Advertising for toilet tissue was not an acceptable thing to do in most papers and magazines for quite some time. Then Scott Paper Company hit upon a neat phrase, "Just ask for Scott’s tissues." Even pictures of rolls—another new idea, those rolls—were soon accepted. A school teacher’s practice of tearing off squares for children’s noses led to Scott Tissue Towels.

Yes, it happened in the kitchen, so a woman invented the drip coffee-maker. Melitta Bentz invented it and showed it at the fair. Tired of tying coffee grounds in cloth bags, she used blotter paper from her son’s schoolbook and sticking it into the bottom of a brass pot that she had poked full of holes, put in the coffee and poured boiling water over it. It made much better coffee. Her husband hired a tinsmith to make pots based on her idea and they sold 1,200 coffee makers at the fair. After that they were off and dripping.

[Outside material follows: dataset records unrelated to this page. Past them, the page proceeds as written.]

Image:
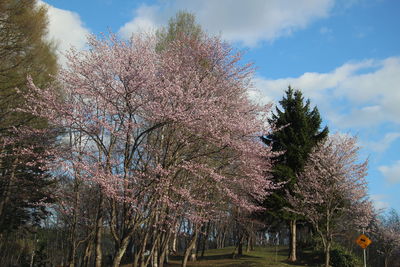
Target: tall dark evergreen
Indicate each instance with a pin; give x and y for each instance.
(24, 184)
(299, 130)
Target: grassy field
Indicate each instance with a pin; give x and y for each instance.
(262, 256)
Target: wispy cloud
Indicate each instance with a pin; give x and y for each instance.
(356, 94)
(65, 28)
(391, 172)
(246, 22)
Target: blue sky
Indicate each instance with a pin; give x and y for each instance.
(343, 54)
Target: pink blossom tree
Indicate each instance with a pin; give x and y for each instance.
(169, 134)
(332, 189)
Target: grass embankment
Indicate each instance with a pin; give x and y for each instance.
(261, 256)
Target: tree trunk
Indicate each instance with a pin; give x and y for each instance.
(120, 252)
(98, 234)
(292, 255)
(189, 249)
(248, 243)
(240, 245)
(205, 239)
(327, 253)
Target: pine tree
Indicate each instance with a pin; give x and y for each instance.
(299, 130)
(24, 50)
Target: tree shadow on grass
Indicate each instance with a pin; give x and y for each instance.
(218, 260)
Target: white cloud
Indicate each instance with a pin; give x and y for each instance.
(247, 22)
(356, 94)
(145, 20)
(66, 28)
(391, 172)
(383, 144)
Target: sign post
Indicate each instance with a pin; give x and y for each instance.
(363, 241)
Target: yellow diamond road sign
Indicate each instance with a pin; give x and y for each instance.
(363, 241)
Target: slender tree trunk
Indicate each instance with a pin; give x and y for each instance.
(188, 250)
(98, 234)
(248, 243)
(4, 199)
(205, 239)
(292, 255)
(120, 252)
(240, 245)
(327, 253)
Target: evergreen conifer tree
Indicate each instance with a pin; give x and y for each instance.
(299, 130)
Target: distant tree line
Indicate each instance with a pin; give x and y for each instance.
(149, 148)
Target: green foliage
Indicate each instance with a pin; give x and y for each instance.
(343, 258)
(298, 131)
(24, 51)
(182, 25)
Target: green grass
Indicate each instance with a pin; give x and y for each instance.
(261, 256)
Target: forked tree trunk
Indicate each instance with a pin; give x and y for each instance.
(292, 252)
(188, 250)
(98, 235)
(327, 253)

Liquid Paper Company had its beginnings in Dallas, Texas where a typist for Texas Bank and Trust, Bette Claire Nesmith, mixed tempera waterbase paint with water to cover her typing mistakes. Soon everyone in the office was borrowing her stuff. She played with the mixture, perfecting it before applying for a patent in 1956. First she offered her idea to IBM, but they rejected it, so she turned her garage into a bottling company and began with selling about 100 bottles per month. She was fired from her job. In 1968 Liquid Paper Co. sold more than 10,000 bottles a day and grossed more than a million dollars.

"Now why didn’t I think of that?" How many times have you said that? I have a theory that lazy people are more efficient than others because they keep looking for and using better methods to get out of work. I remember in the book "Father Knows Best" that Father was an efficiency expert. He even had his wife time him to see if he was quicker at buttoning his shirt up, or butting his shirt down. It is with him I identify as I walk to another room to put away towels and wonder what I could bring back to cut down the trips or steps. But I don’t remember him ever inventing anything. Guess efficiency and inventiveness don’t necessarily go together. My talent, if you could call it that, is sitting on the sidelines clapping for the people who make the new stuff. How could I do without an air conditioner in this heat. I’m sure there is a very logical reason, but I keep wondering why did God invent grassburrs?